A new language aimed at fighting Trump’s romance with fascism must make power visible, uncover the truth, contest falsehoods and create a formative and critical culture that can nurture and sustain collective resistance to the oppression that has overtaken the United States, and increasingly many other countries.

No form of oppression can be overlooked. And with that critical gaze must emerge a critical language, a new narrative and a different story about what a socialist democracy will look like in the United States.

Reclaiming language as a force for good

There is also a need to strengthen and expand the reach and power of established public spheres, such as higher education and the critical media, as sites of critical learning.

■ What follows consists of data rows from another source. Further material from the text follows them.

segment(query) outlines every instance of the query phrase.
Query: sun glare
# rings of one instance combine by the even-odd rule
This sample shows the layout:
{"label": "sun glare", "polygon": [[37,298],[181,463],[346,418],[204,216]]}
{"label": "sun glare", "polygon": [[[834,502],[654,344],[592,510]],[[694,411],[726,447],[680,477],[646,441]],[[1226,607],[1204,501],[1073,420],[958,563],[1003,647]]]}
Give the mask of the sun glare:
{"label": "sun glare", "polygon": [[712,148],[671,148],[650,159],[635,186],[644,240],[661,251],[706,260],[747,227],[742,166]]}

We must encourage artists, intellectuals, academics and other cultural workers to talk, educate, make oppression visible and challenge the common-sense vocabulary of casino capitalism, white supremacy and fascism.

Language is not simply an instrument of fear, violence and intimidation; it is also a vehicle for critique, civic courage and resistance.

A critical language can guide us in our thinking about the relationship between older elements of fascism and how such practices are emerging in new forms.

Without a faith in intelligence, critical education and the power to resist, humanity will be powerless to challenge the threat that fascism and right-wing populism pose to the world.

Those of us willing to fight for a just political and economic society need to formulate a new language and fresh narratives about freedom, the power of collective struggle, empathy, solidarity and the promise of a real socialist democracy.

We would do well to heed the words of the great Nobel Prize-winning novelist, J.M. Coetzee, who states in a work of fiction that “there will come a day when you and I will need to be told the truth, the real truth ….no matter how hard it may be.”

Democracy, indeed, can only survive with a critically informed and engaged public attentive to a language in which truth, rather than lies, become the currency of citizenship.